E non abbandona la guida della Chiesa, ma promette:

–        “io, ritirato con la mia preghiera, sarò sempre con voi, e insieme andiamo avanti con il Signore, nella certezza: Vince il Signore!” (al clero romano il 14 febbraio 2013);

–        “Rimane in me questa gratitudine e anche se adesso finisce l’ “esteriore”, “visibile” comunione – come ha detto il Cardinale Ravasi – rimane la vicinanza spirituale, rimane una profonda comunione nella preghiera. In questa certezza andiamo avanti, sicuri della vittoria di Dio, sicuri della verità della bellezza e dell’amore. “ (alla Curia romana il 23 febbraio 2013);

–        “Vorrei ancora, con il mio cuore, con il mio amore, con la mia preghiera, con la mia riflessione, con tutte le mie forze interiori, lavorare per il bene comune e il bene della Chiesa e dell’umanità. … Andiamo avanti insieme con il Signore per il bene della Chiesa e del mondo.” (da Castel Gandolfo, il 28 febbraio 2013).

Missione compiuta

La missione di Benedetto XVI si è compiuta: egli, solo al momento della sua morte, ha restituito a Dio – come San Pietro restituisce le chiavi a Cristo nel Giudizio della Sistina – il munus che Dio gli aveva consegnato. Aveva custodito quel munus come un tabernacolo vivente per dieci anni, preservandolo dall’orda massonica.

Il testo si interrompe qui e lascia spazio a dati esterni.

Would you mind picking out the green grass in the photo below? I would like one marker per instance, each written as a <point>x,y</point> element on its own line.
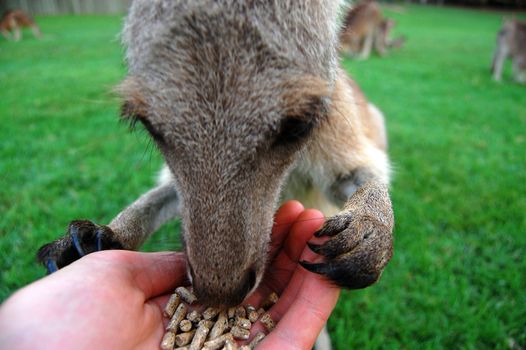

Se egli avesse abdicato ritualmente, la brigata di Sangallo avrebbe ottenuto non solo il potere pratico ma avrebbe conquistato l’essenza stessa del papato. Invece, il vescovo vestito di bianco che non si genuflette davanti al Santissimo Sacramento, è rimasto solo un fantoccio senz’anima, un antipapa, il cui operato dovrà essere annullato dall’inizio alla fine grazie a quanto prevede la costituzione apostolica Universi Dominici Gregis.